The World’s Top Scorer
Cristiano Ronaldo, Lionel Messi and from very recently, Baghdad Bounedjah. Not every year a Middle Eastern or a North African player is grabbing a top spot in the worldwide top scorers' chart, but 2018 belonged all to Baghdad Bounedjah. Al-Sadd’s Algerian striker has scored no less than 58 goals in the calendar year, 7 more than the Argentinean magician and 9 more than the Portuguese goal-machine. Bounedjah has scored 39 goals in 19 Qatari Super League matches, 13 goals in 12 Asian Champions League matches, 6 goals in 8 games with the Algerian national team. In total: 42 matches, 58 goals and a ratio of 1.38 goals per game.
These are almost surrealistic numbers for the striker, who grew up in Oran, as he consistently paves his way up in Middle Eastern football. Rumours already connect him to Olympique Marseille from the French Ligue 1 and Marcelo Bielsa’s Leeds United. To be fair, we, at BabaGol HQ, simply can’t wait to see this guy ripping the nets off in Europe.
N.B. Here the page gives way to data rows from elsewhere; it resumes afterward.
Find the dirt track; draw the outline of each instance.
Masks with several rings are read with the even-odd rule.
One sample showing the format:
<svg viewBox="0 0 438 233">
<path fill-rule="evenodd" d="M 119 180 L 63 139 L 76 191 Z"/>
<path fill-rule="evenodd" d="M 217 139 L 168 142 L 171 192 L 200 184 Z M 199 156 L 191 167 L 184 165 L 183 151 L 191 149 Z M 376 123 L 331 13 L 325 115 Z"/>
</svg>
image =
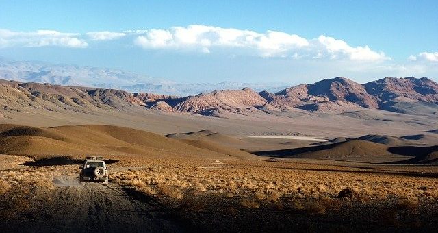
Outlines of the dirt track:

Yallah Baghdad!

Almost made the list:
Female fans at the Azadi Stadium in Asian Champions League final;

Diego Maradona fading & losing it in the World Cup but succeeding with Dorados de Sinaloa;

Alireza Jahanbakhsh in Holland and his move to Brighton;
The Moroccan football renaissance;
Keisuke Honda’s move to the A-League;
Marcelo Bielsa’s revolution at Leeds United;
Altyn Asyr reaching the AFC Cup final;
Yemen makes it to the Asian Cup;
Marcelo Gallardo’s epic reign at River Plate;
Tractor Sazi spending spree in the Iranian League;

Alireza Beiranvand stopping a Cristiano Ronaldo penalty in the peak of an impressive Iranian World Cup campaign.
Chucky Lozano’s Mexican affair with PSV;
Kashima Antlers winning the Asian Champions League;
Lucas Torreira’s rise;
Amoory Abdulrahman moves to Saudi Arabia and gets injured;
Fortaleza coach Rogério Ceni returns to the Brasileirao;
Özil & the German FA racism saga;
Atletico Paranaense wins the Copa Sudamericana.